Search code examples
pythonscikit-learncatboost

Cross-validation with CatBoostRegressor never stop


I use this code to do Cross-validation with catboost.However, it has been 10 hours, and the console is still output, and the cross-validation is obviously more than 5 rounds.
What is the problem?

import pandas as pd
from sklearn.model_selection import train_test_split
import catboost
# from sklearn.model_selection import KFold
from sklearn.feature_selection import RFECV

train_data = pd.read_csv('train.txt',sep='\t')
test_data = pd.read_csv('test.txt',sep='\t')
X = train_data.iloc[:,:-1]
y = train_data['target']
model = catboost.CatBoostRegressor(
                           loss_function="RMSE",
                           eval_metric="RMSE",
                           task_type="GPU",
                           learning_rate=0.01,
                           iterations=10000,
                           random_seed=42,
                           od_type="Iter",
                           depth=10,
                           early_stopping_rounds=50
                          )
rfecv = RFECV(estimator = model,cv = 5,scoring = 'neg_mean_squared_error')
rfecv.fit(X, y)
df = pd.DataFrame(rfecv.predict(test_data))
df.to_csv("my.txt", index=False, header=False)

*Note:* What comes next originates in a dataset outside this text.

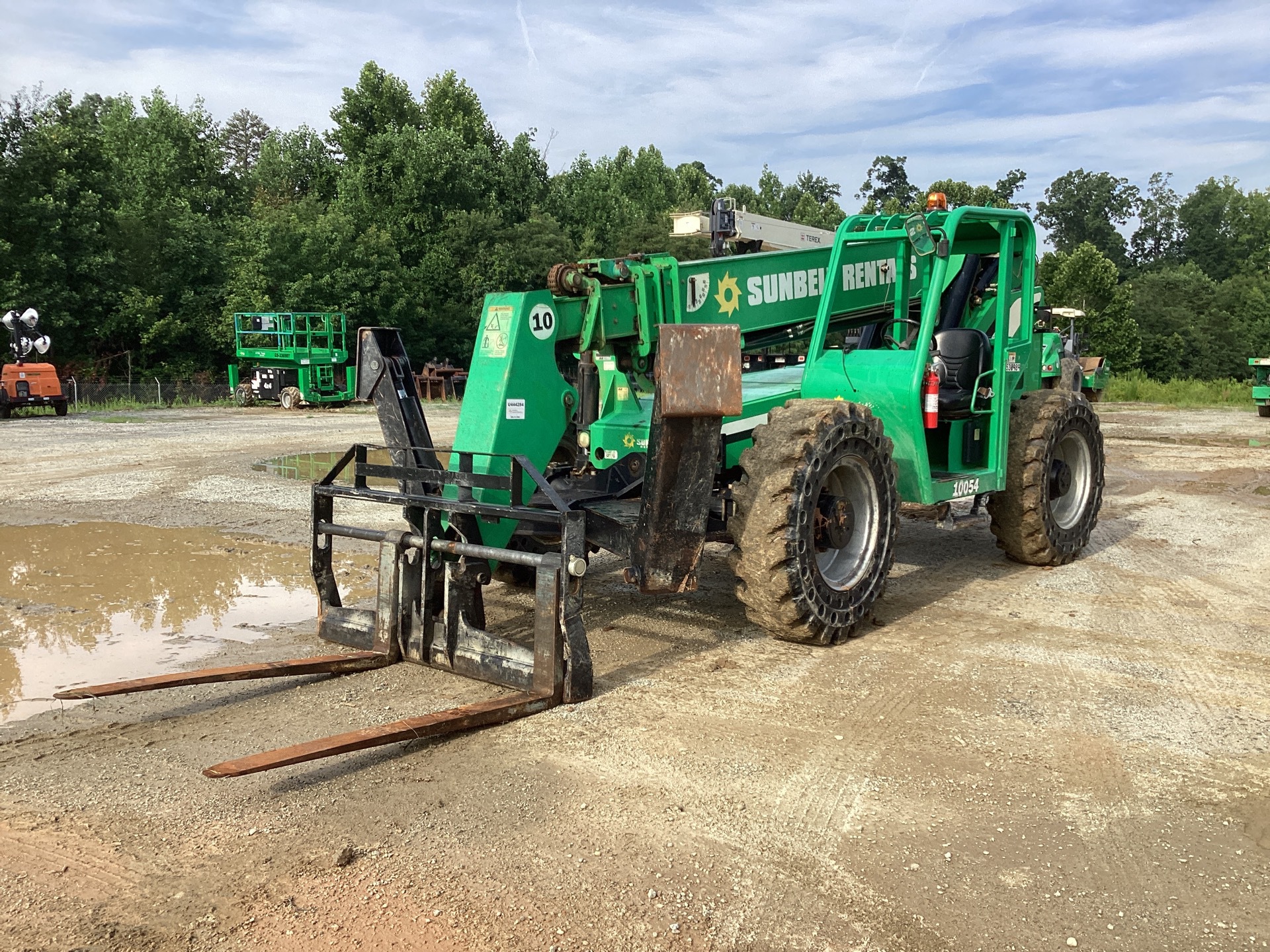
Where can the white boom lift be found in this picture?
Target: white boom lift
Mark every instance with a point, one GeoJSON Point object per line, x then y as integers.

Then I stop the program,when I change iterations to 100,I found that the console has iterated a total of 161 times and stopped.In my opinion, it should be stopped after 5 cross-validation, but in fact it has not stopped after 5 times.
Why is it like this?


Solution

  • There are several easy steps in trying to remedy this problem:

    1. Reduce iterations to a more meaningful 1000, or even 300 if you still have time issues.
    2. Reduce cv to 3 eg
    3. Check with a smaller subset of your data if it finishes within a reasonable amount of time. Then estimate with the whole dataset -- assuming the algo will scale "linearly" -- if you're comfortable with the time.

    Notice, RFECV is a greedy algo, pruning weakest features one at a time, which may lead to a problem if a local minimum is reached.